At a Nextmv tech talk a couple weeks ago, I showed a least absolute deviations (LAD) regression model using OR-Tools. This isn’t new – I pulled the formulation from Rob Vanderbei’s “Local Warming” paper, and I’ve shown similar models at conference talks in the past using other modeling APIs and solvers.

There are a couple reasons I keep coming back to this problem. One is that it’s a great example of how to build a machine learning model using an optimization solver. Unless you have an optimization background, it’s probably not obvious you can do this. Building a regression or classification model with a solver directly is a great way to understand the model better. And you can customize it in interesting ways, like adding epsilon insensitivity.

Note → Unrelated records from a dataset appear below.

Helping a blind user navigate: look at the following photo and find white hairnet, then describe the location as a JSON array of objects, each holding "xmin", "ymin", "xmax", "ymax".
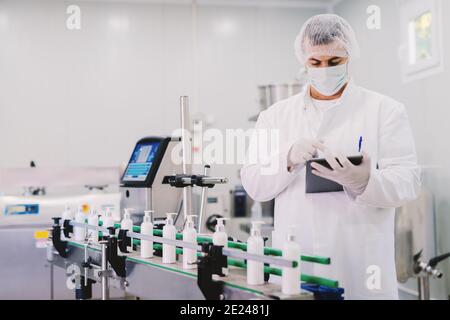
[{"xmin": 294, "ymin": 14, "xmax": 359, "ymax": 64}]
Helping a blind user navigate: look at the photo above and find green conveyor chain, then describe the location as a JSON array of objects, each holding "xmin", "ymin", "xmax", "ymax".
[
  {"xmin": 99, "ymin": 221, "xmax": 331, "ymax": 265},
  {"xmin": 95, "ymin": 221, "xmax": 339, "ymax": 288}
]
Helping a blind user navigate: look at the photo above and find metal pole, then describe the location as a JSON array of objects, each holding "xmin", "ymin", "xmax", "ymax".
[
  {"xmin": 100, "ymin": 241, "xmax": 109, "ymax": 300},
  {"xmin": 180, "ymin": 96, "xmax": 192, "ymax": 221},
  {"xmin": 198, "ymin": 165, "xmax": 211, "ymax": 233},
  {"xmin": 417, "ymin": 276, "xmax": 430, "ymax": 300}
]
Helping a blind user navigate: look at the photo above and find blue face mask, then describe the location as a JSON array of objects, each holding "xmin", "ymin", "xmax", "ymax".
[{"xmin": 307, "ymin": 64, "xmax": 349, "ymax": 97}]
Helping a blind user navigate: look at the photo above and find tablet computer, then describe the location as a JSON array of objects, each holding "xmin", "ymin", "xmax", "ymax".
[{"xmin": 305, "ymin": 156, "xmax": 363, "ymax": 193}]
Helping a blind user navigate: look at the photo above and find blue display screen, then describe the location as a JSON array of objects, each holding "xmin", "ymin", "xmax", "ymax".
[{"xmin": 123, "ymin": 142, "xmax": 159, "ymax": 181}]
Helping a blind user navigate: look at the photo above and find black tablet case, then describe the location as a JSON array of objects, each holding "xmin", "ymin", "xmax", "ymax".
[{"xmin": 305, "ymin": 156, "xmax": 363, "ymax": 193}]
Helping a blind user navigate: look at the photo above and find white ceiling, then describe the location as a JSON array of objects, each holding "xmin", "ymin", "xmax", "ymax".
[{"xmin": 76, "ymin": 0, "xmax": 342, "ymax": 10}]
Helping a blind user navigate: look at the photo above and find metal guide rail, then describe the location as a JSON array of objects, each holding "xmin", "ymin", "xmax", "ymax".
[{"xmin": 48, "ymin": 218, "xmax": 338, "ymax": 299}]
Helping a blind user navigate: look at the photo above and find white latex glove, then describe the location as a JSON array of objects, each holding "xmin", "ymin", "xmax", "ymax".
[
  {"xmin": 288, "ymin": 139, "xmax": 325, "ymax": 171},
  {"xmin": 311, "ymin": 149, "xmax": 370, "ymax": 196}
]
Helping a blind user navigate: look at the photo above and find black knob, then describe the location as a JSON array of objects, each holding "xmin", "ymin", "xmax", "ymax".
[{"xmin": 428, "ymin": 252, "xmax": 450, "ymax": 268}]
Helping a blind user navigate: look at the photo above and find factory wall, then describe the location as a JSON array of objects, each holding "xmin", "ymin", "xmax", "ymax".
[
  {"xmin": 335, "ymin": 0, "xmax": 450, "ymax": 298},
  {"xmin": 0, "ymin": 0, "xmax": 318, "ymax": 186}
]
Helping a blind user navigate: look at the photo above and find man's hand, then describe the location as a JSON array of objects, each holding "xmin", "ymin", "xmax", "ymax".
[
  {"xmin": 288, "ymin": 139, "xmax": 325, "ymax": 171},
  {"xmin": 311, "ymin": 148, "xmax": 370, "ymax": 196}
]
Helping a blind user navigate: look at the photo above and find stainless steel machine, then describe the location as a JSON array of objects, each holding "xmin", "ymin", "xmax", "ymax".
[
  {"xmin": 38, "ymin": 97, "xmax": 343, "ymax": 299},
  {"xmin": 120, "ymin": 137, "xmax": 182, "ymax": 223}
]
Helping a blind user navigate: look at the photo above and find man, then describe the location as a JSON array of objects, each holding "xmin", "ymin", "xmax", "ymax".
[{"xmin": 241, "ymin": 14, "xmax": 420, "ymax": 299}]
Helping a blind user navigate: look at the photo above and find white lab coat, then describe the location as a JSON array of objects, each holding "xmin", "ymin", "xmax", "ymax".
[{"xmin": 241, "ymin": 81, "xmax": 420, "ymax": 299}]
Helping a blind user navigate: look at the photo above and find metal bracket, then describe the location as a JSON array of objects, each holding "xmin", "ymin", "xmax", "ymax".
[
  {"xmin": 117, "ymin": 229, "xmax": 131, "ymax": 253},
  {"xmin": 52, "ymin": 217, "xmax": 67, "ymax": 258},
  {"xmin": 75, "ymin": 276, "xmax": 96, "ymax": 300},
  {"xmin": 197, "ymin": 243, "xmax": 228, "ymax": 300},
  {"xmin": 107, "ymin": 227, "xmax": 126, "ymax": 278}
]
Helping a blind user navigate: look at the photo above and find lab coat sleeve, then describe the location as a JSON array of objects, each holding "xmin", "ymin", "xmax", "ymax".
[
  {"xmin": 241, "ymin": 111, "xmax": 299, "ymax": 202},
  {"xmin": 356, "ymin": 104, "xmax": 421, "ymax": 208}
]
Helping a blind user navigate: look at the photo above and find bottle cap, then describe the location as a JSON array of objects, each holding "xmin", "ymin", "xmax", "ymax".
[
  {"xmin": 144, "ymin": 210, "xmax": 155, "ymax": 222},
  {"xmin": 250, "ymin": 221, "xmax": 265, "ymax": 236},
  {"xmin": 166, "ymin": 212, "xmax": 178, "ymax": 225},
  {"xmin": 123, "ymin": 208, "xmax": 134, "ymax": 219},
  {"xmin": 186, "ymin": 214, "xmax": 198, "ymax": 228},
  {"xmin": 216, "ymin": 218, "xmax": 230, "ymax": 232}
]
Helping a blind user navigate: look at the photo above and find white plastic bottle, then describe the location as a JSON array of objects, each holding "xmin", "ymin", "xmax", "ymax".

Another is that least squares, while most commonly used regression form, has a fatal flaw: it isn’t robust to outliers in the input data. This is because least squares minimize the sum of squared residuals, as shown in the formulation below. Here, $A$ is an $m \times n$ matrix of feature data, $b$ is a vector of observations to fit, and $x$ is a vector of coefficients the optimizer must find.

$$ \min f(x) = \Vert Ax-b \Vert^2 $$

Since the objective function minimizes squared residuals, outliers have a much bigger impact than other data. LAD regression solves this by simply summing the values of the residuals as they are.

$$ \min f(x) = \vert Ax-b \vert $$

So why isn’t this used more? Simple – least squares has a convenient analytical solution, while LAD requires an algorithm to solve. For instance, you can formulate LAD regression as a linear program, but now you need a solver.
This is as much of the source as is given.